Nel frattempo, Trump vuole disperatamente che la CNN, i cui corrispondenti si scontrano regolarmente con lui alla Casa Bianca e sull’Air Force One, venga “neutralizzata” dalla sua copertura anti-MAGA, ha dichiarato di recente un alto dirigente dell’emittente.
E secondo lui, Larry Ellison, il miliardario finanziatore di Trump e co-fondatore del colosso del software Oracle , è il veicolo perfetto per mettere in riga la CNN.
Nello specifico, Trump vuole che gli Ellison facciano alla CNN quello che stanno facendo alla loro sussidiaria CBS dopo aver assunto Bari Weiss , la giornalista di centro-destra che ha ricevuto l’ordine di eliminare ogni pregiudizio di sinistra dalla sua programmazione giornalistica
Secondo alcune fonti, se Paramount Skydance vincesse la gara d’appalto, si prevede che il portfolio di Weiss si espanderebbe fino a includere anche la supervisione della redazione della CNN.
Da quando il Post ha diffuso per la prima volta la notizia di un’imminente asta WBD a settembre, il suo CEO, David Zaslav , un astuto mediatore, ha dichiarato di volere un accordo che “inizi con un 3”, ovvero un accordo valutato 30 dollari ad azione, ovvero 70 miliardi di dollari
Ciò può accadere solo con una vera e propria guerra di offerte, e gli addetti ai lavori dei media sono sempre più scettici. Innanzitutto, né Comcast né Netflix sborseranno probabilmente una cifra così elevata, perché stanno facendo offerte solo per alcune parti di WBD e non per l’intera azienda.

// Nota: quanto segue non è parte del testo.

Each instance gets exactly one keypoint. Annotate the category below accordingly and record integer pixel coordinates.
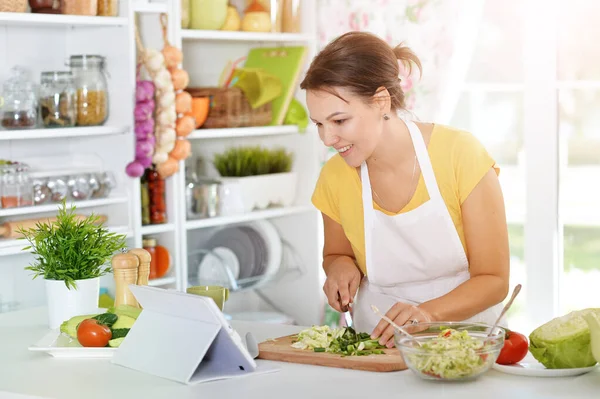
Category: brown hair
(361, 62)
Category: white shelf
(157, 228)
(50, 133)
(247, 217)
(150, 7)
(15, 246)
(162, 281)
(26, 210)
(197, 34)
(50, 20)
(242, 132)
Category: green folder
(286, 64)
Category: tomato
(515, 348)
(90, 333)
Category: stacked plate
(241, 256)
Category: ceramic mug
(218, 294)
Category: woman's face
(352, 127)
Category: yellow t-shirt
(459, 162)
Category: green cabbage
(563, 342)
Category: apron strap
(424, 161)
(368, 213)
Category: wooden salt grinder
(144, 265)
(125, 271)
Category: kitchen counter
(39, 374)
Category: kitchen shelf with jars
(67, 84)
(249, 111)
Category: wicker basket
(13, 6)
(230, 108)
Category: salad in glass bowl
(450, 351)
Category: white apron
(411, 257)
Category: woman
(413, 212)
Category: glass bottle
(156, 192)
(185, 14)
(18, 101)
(92, 89)
(58, 107)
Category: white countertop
(39, 374)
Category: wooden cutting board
(280, 350)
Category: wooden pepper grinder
(125, 271)
(144, 264)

Vendendo parti della società, la WBD potrebbe essere colpita da una tassa nota come perdita fiscale, comune in tali transazioni di M&A, che ne abbasserebbe il valore
Poi c’è la montagna normativa che sia Comcast che Netflix devono scalare, e che Paramount non deve scalare. Brian Roberts è pronto a scorporare il suo canale via cavo anti-Trump, MSNBC, vanificando così alcuni dei problemi antitrust legati al consolidamento dei media.

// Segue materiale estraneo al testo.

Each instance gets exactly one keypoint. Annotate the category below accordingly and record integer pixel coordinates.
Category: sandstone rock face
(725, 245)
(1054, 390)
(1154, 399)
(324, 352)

Ma Trump non ha intenzione di perdonargli gli anni di abusi subiti da Rachel Maddow & Co.§
Di conseguenza, il pensiero degli avvocati che lavorano su tali accordi è che se Comcast vincesse la guerra delle offerte, il suo capo antitrust Gail Slater intenterebbe causa per bloccare l’accordo, concentrando una lunga indagine sul fatto che Comcast fonderebbe i suoi Universal Studios con Warner Bros.
Roberts può rivolgersi al tribunale per difendere la sua causa, e vale la pena notare che il governo ha una pessima reputazione in questo tipo di cause legali.

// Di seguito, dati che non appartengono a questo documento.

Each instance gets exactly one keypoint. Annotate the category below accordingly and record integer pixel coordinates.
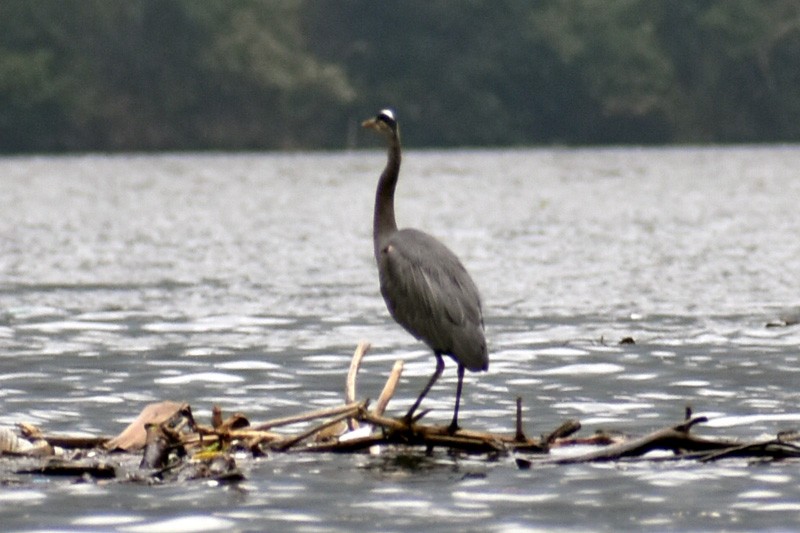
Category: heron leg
(434, 377)
(454, 424)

Tuttavia, stiamo parlando di quasi due anni di battaglie legali che il consiglio di amministrazione del WBD potrebbe ritenere non valgano la pena.§
Netflix si trova ad affrontare ostacoli simili perché vorrebbe unire il suo servizio di streaming numero 1 con quello numero 3 di WBD
E non dimentichiamo il suo bagaglio politico.
Mentre Roberts detiene l’albatro della MSNBC, Netflix è gestita da Reed Hastings e Ted Sarandos , che hanno dedicato anni a sostenere cause progressiste della Left Coast
Ecco perché gli Ellison credono di poterla fare franca pagando non più di 27 dollari ad azione per WBD, ben al di sotto della soglia dei 30 dollari ad azione di Zas.